I have a ridiculous PS4 setup going through an adapter/splitter, KVM, USB/audio cable extenders and additional speakers just to connect it to a VGA monitor, the speakers draw power from one of the PS4's USB controller ports.
I'd love to know what this thread is about, purely for the novelty of weird workarounds.
Is it for just charging the controller or did someone set up to power the console through a USB port instead of the standard electric outlet?
Also, I have been using my DS4 here on Steam for over 70 hours of playing Celeste in wired USB mode only having it plugged in when I play, and never specifically set it to charge and I never had an issue of the controller running out of juice, the lighting was set to dim because it is way too bright otherwise. So if that's the issue, I assume you won't have to worry, unless you have some crappy cable I guess, the one that came with the PS4 works great though.
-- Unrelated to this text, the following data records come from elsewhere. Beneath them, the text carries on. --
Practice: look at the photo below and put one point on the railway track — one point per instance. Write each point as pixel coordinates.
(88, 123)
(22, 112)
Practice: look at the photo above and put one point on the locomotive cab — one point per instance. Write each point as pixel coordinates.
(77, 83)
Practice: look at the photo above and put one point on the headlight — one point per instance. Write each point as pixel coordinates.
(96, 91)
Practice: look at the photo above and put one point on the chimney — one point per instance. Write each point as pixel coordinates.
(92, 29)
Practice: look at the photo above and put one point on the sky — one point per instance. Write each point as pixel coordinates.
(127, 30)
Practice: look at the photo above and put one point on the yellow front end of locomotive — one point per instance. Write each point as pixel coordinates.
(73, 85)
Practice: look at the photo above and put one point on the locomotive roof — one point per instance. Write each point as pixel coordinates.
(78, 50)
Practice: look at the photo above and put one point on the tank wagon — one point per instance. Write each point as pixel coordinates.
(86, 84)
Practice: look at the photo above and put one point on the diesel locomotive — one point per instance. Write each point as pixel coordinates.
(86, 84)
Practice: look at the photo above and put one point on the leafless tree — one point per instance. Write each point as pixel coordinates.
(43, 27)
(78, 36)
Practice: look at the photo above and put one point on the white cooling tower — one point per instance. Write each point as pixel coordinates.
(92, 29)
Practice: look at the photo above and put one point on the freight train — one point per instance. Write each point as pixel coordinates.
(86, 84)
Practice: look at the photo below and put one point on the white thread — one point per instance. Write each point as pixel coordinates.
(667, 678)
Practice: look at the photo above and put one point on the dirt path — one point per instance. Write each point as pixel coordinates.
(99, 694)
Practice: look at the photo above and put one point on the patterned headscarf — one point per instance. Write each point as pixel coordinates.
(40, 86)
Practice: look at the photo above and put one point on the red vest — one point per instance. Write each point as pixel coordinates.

Though I would really not think of how to solve the one thing that could technically throw you out of the loop. As in, changing the PS4 settings to use the controller in USB mode only while having a charge only cable. I don't really remember if the default setting was wireless or not, but if it was technically you may have screwed yourself over if that is what happened.
The one thing I know about the charge only cables I've had so far was that all of them had "Charge Only" written on them, though I won't claim that someone might not choose to say that in hopes of passing off their product as a data cable.